As Tottenham Labour MP David Lammy reminded the House, Parliamentarians once looked the other way when policemen beat gay protesters. What progress has been made, when the last legal hurdle faced by same-sex lovers is cast aside – and when a (partly) Conservative government is in power.

There is no doubting that yesterday’s vote was a historic moment. We are finally at the end of the legal emancipation of LGBT people, a process that only began in 1967 with the decriminalisation of homosexuality. Centuries of state-sanctioned prejudice have been obliterated in the last 40 years: some of the last set of laws denying full rights to a minority are now being overcome. But, as ever, it was not the goodwill and generosity of those above that brought us here, but rather the struggle and sacrifice of countless LGBT people who were spat at, ridiculed, demonised, beaten and imprisoned.

Not that countless centuries of bigotry have simply vanished; their death rattle echoed in the Chamber. Tory MP Peter Bone described it as his “saddest day” in the House, claiming a lack of democratic legitimacy for a policy that polls show has majority support.

Sir Gerald Howarth frothed at the mouth, damning the lack of “mandate for this massive cultural change”. The DUP’s Ian Paisley – the son of a man who once launched a campaign to “Save Ulster From Sodomy” – suggested that the ability of same-sex couples to marry would drive straight people away from the altar: MPs laughed at him, and rightly so. And Sir Roger Gale – fulfilling the role of cardboard cut-out, clichéd bigot – compared being gay to incest.
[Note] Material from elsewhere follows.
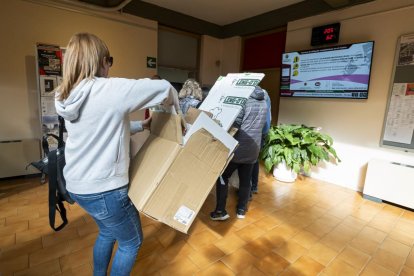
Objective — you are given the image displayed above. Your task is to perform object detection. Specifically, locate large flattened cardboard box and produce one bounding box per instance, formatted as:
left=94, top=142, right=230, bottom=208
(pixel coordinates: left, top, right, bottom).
left=128, top=113, right=237, bottom=233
The 17th century called, Sir Roger, and they want their speech back.

Tragically, a handful of Labour MPs joined Tory protests at history’s unstoppable march. Stephen Timms affirmed he would vote against the Bill at Third Reading, suggesting that marriage was about children: at a stroke, apparently annulling the marriages of countless childless couples. His fellow Newham Labour MP, Lyn Brown, wondered – having wed too late to have children – if her marriage was therefore not legitimate.

It was refuseniks such as Timms who stopped Labour imposing a three-line Whip on this vote by threatening to resign: Labour’s official view is that civil rights are a matter of individual conscience.

More movingly, some MPs gave an insight into the hardship caused by prejudice. “Progress has come in fits and starts and has not always been easy,” said gay Lib Dem MP Stephen Williams. Tory MP Nick Herbert spoke of gay children bullied in schools and athletes who would not come out. “They have civil partnerships, why do they need it to be called marriage?” demanded critics who would be reduced to rage if their own relationships were called anything else. “This is how it has always been,” they argued, refusing to accept that traditions can sometimes be injustices that have prevailed for too long.

They were schooled with a potted history of marriage by Yvette Cooper: of how women were once mere objects, granted by fathers to their husbands; of civil non-religious marriages – once a huge, controversial innovation – being introduced in 1836; of women still legally being able to be raped by their husbands until the early 1990s.

And so yesterday was not simply about the right of same-sex couples to be legally accepted. It was not simply the acceptance that love is love – with its excitement, warmth, companionship, fear and heartbreak – whatever the gender of those involved. It was about the state finally recognising that LGBT people are the same as anyone else.

That does not mean complacency: homophobic abuse will still be yelled at same-sex couples; young LGBT men and women will still be consumed with self-loathing and terror; and yes, LGBT people will still be punched, kicked. Yet we have come so far, and, in the years to come, homophobia will continue its inevitable retreat. But don’t get too grateful for those Parliamentarians. It was huge sacrifice that got us here. Never forget it.